Rispetto alla destra romana, che non ha mai brillato per innovazione, cultura di governo, capacità di liberarsi dal passato, quello della Meloni è un esperimento che va oltre il ceto politico del suo partito (e questo contiene già un giudizio di valore), ma tecnicamente populista: della società civile, sceglie il più populista: il “tribuno folk”, non il classico rappresentante – Confindustria, Confcommercio, boiardo di Stato, imprenditore – riconducibile, nella sua narrazione, all’establishment.
Se la politica fosse solo arte di governo, non ci sarebbe storia, basterebbe leggere le schede di Calenda che ha già pronti i primi provvedimenti di giunta o quelle di Gualtieri, altro che chiacchiere sulla romanità.
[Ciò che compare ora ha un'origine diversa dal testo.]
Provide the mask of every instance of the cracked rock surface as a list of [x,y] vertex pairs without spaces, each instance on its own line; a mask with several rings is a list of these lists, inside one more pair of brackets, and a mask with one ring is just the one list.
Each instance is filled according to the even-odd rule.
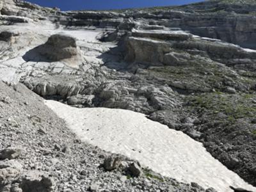
[[[26,191],[26,177],[17,175],[39,170],[49,173],[45,191],[165,191],[168,186],[203,191],[171,179],[148,184],[134,177],[124,184],[120,172],[97,168],[104,161],[98,154],[106,152],[76,141],[31,90],[74,107],[146,114],[203,143],[256,186],[255,8],[252,0],[216,0],[63,12],[1,1],[0,80],[6,84],[0,86],[0,159],[15,166],[0,170],[13,175],[0,176],[0,188]],[[41,173],[25,183],[44,183]]]

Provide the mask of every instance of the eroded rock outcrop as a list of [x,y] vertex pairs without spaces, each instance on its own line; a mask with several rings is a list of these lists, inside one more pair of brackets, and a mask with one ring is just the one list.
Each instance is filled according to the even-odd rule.
[[52,35],[45,44],[29,51],[23,58],[26,61],[63,61],[74,68],[78,68],[82,63],[80,50],[76,45],[76,39],[63,34]]

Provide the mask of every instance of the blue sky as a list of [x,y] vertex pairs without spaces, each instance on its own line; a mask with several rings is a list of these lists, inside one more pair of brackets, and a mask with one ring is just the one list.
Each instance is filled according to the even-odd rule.
[[26,0],[61,10],[109,10],[156,6],[180,5],[203,0]]

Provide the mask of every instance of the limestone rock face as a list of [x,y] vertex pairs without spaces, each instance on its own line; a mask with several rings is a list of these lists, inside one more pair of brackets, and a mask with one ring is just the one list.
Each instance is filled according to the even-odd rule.
[[161,65],[163,55],[170,51],[170,45],[148,38],[129,37],[127,42],[128,61],[150,63],[152,65]]
[[27,52],[23,58],[26,61],[62,61],[74,68],[78,68],[82,63],[80,50],[76,45],[76,39],[63,34],[52,35],[45,44]]
[[45,173],[33,171],[24,174],[20,187],[24,192],[51,192],[54,182]]
[[[80,164],[82,160],[91,159],[86,154],[97,159],[96,155],[82,152],[84,148],[81,146],[72,146],[69,132],[70,140],[63,136],[59,140],[59,134],[67,132],[62,131],[65,127],[61,124],[52,125],[55,120],[52,113],[45,112],[51,118],[42,125],[40,120],[31,116],[33,111],[38,111],[35,109],[44,109],[44,106],[35,108],[29,103],[30,90],[23,96],[19,93],[27,90],[24,88],[9,93],[10,97],[19,95],[10,102],[1,99],[6,90],[15,90],[16,84],[20,82],[45,99],[74,107],[121,108],[143,113],[204,143],[215,158],[256,185],[256,51],[246,49],[256,47],[255,8],[253,0],[218,0],[166,8],[60,12],[22,1],[0,0],[0,79],[13,85],[0,86],[0,129],[3,127],[0,147],[8,148],[23,141],[21,146],[31,149],[26,153],[1,151],[0,161],[15,158],[24,161],[26,158],[26,162],[29,163],[25,164],[26,172],[49,170],[57,179],[57,190],[61,191],[84,191],[93,183],[88,179],[94,179],[103,171],[96,169],[94,163],[88,167],[85,163]],[[29,99],[24,102],[26,98]],[[12,111],[8,106],[13,100],[19,102]],[[2,118],[6,111],[6,116],[13,116],[15,120],[23,115],[20,123]],[[187,117],[193,120],[183,120]],[[26,124],[22,124],[24,121]],[[64,154],[61,148],[69,144],[72,152]],[[58,150],[54,150],[54,146],[58,146]],[[74,159],[77,152],[81,154],[79,159]],[[58,157],[61,163],[68,163],[60,166],[62,164],[51,159],[53,157]],[[44,163],[42,159],[45,159]],[[98,160],[95,161],[97,164],[102,163]],[[115,158],[109,160],[107,170],[119,164],[119,161],[115,163]],[[20,173],[1,170],[5,175],[3,178],[7,177],[5,173],[13,173],[13,178]],[[113,177],[118,170],[115,168]],[[65,175],[56,173],[56,170]],[[108,177],[106,175],[103,177]],[[7,191],[11,188],[31,191],[35,186],[40,186],[38,190],[42,191],[51,190],[53,182],[49,177],[44,177],[29,173],[11,186],[7,180],[1,179],[4,180]],[[101,176],[97,178],[108,184]],[[114,186],[122,186],[113,178],[117,184]],[[74,189],[70,179],[80,188]],[[143,177],[138,179],[143,180]],[[85,182],[79,184],[78,180]],[[126,184],[129,189],[125,189],[134,190],[134,186]],[[116,189],[106,186],[106,190]],[[180,186],[172,186],[171,191],[182,191]],[[151,182],[148,186],[143,189],[150,188]],[[189,191],[188,188],[183,191]],[[157,189],[168,191],[162,184],[154,189]]]
[[52,61],[70,58],[78,54],[76,40],[61,34],[54,35],[40,47],[40,54]]

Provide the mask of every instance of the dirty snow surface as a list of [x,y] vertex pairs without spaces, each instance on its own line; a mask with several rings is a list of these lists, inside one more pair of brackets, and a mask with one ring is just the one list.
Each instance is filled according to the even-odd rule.
[[202,143],[128,110],[72,108],[45,101],[82,141],[139,161],[143,166],[184,182],[218,191],[229,186],[256,191],[209,154]]

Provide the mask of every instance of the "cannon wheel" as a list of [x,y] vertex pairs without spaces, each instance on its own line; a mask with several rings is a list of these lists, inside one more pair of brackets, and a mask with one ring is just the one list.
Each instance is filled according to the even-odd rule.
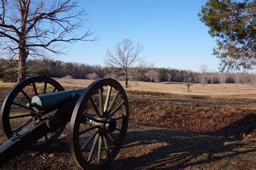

Ma scagli la prima pietra chi non ha contribuito a quell’impoverimento della classe dirigente che ha portato alcuni studiosi a parlare di kakistocrazia, governo dei peggiori, dopo la fine dei partiti che, comunque la si veda, sono stati una grande fucina di classe dirigente.
L’ultima volta che ci siamo trovati a raccontare le amministrative, proprio il Pd ha vinto grazie a due tribuni, Emiliano e De Luca, con liste infarcite di tutto, ben oltre la destra e la sinistra. Hanno vinto, come governano è altro discorso.